Heya friendos! Today, I’ll provide an in-depth look at how I’m trying to become rich by making games. As of the date of writing, it hasn’t worked, but this might age into a fine anecdote someday in the future!
How Am I Doing?
Spring is officially here, and I’m trying to enjoy it to the fullest. I’m soaking in the sun every day, and go out to the park to work every now and then. That being said, I do feel like I’ve been pushing myself a little too hard when it comes to work.
For Project BuildyCrafty, I’ve been in game jam mode on our first prototype. There’s an excitement and creative fervor that comes with starting a new game project, and I try to ride it as long as I can before it fizzles out. The downside of that is that you get a little obsessed. I’m constantly thinking about ideas, design, and technical problems.
When the hype runs out, the crash tends to be quite hard.

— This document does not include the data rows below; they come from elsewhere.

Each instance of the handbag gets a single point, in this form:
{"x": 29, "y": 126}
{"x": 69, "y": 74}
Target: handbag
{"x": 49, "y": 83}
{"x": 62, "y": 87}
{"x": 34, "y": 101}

I’ve experienced that enough times now that I’m aware that it will come sooner or later. Generally, pacing yourself and maintaining life outside of work softens the landing. Now that I’ve noticed this behaviour and processed it, I’ll be able to do exactly that.
What Am I Doing?
Last week, I promised I would discuss our approach to trying to make a commercially viable game. The process we used to tackle this task wasn’t necessarily planned out beforehand but emerged organically as we got into it. So, keeping in mind that our goal is to make a game within the BuildyCraftySimulationy umbrella, we took the following steps:
- Isolate the genres within that umbrella that you’re interested in playing or making, or have no interest in at all.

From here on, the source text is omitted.